The risk level for bird flu fell from “negligible” to “moderate” on Friday September 10 after the discovery of a case in a backyard in the Ardennes. “This case does not call into question the status recovered by France on September 2 as an ‘influenza-free country’,” the agriculture ministry stressed, however. Confirmed on September 9, it was detected in an individual whose poultry are not marketed.
But the danger is there. And the increase in the level of risk on “the whole of the metropolitan territory”, comes into force “immediately”, according to the order published Friday in the Official Journal.
Preventive measures have been made mandatory in municipalities located in so-called special risk areas (ZRP), that is to say, home to wetlands frequented by migratory birds – mainly bird migration corridors.

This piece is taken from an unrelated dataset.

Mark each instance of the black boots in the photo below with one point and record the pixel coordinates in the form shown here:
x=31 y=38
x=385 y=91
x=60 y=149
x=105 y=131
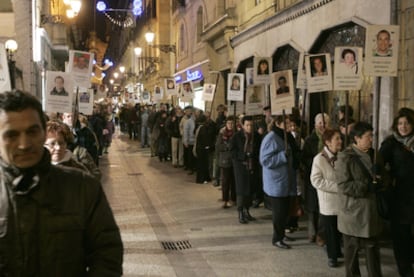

Among these measures, are imposed in particular the sheltering of poultry on farms (and no longer in the open air), the prohibition of gathering birds for competitions, or compulsory vaccination in zoos for birds. that cannot be confined or protected under a net.
These measures are intended to contain any further outbreaks after a disastrous year for duck farmers. Between November and May, France had identified nearly 500 outbreaks of avian influenza in poultry farms, mainly in the South-West, known for its production of foie gras. The crisis could only be stopped at the cost of slaughtering more than 3.5 million poultry, mostly ducks.
“No panic. This is a measure of extreme caution and precaution. It’s early, but it allows for better preparation, ”said Eric Dumas, the new president of Cifog, the association for foie gras palmipeds.
“Our DNA is the outdoors,” he recalls, while agreeing that shelter is necessary. “No one wants to relive what we went through this year.” Breeder in the Landes, a department which has concentrated, along with the Gers and the Pyrénées-Atlantiques, 95% of influenza outbreaks this winter, Eric Dumas is one of the producers who must now confine. The risk is enormous for France, by far the world number one for the production of duck foie gras.
If a new epizootic were to develop, this would imply the automatic closure of certain markets, such as China and South Korea. In the meantime, Eric Dumas is reassuring: “We want to show that we are bouncing back, we will be present” on the shelves at the end of the year. “There will be foie gras at Christmas”, he assured at the end of the week in front of journalists.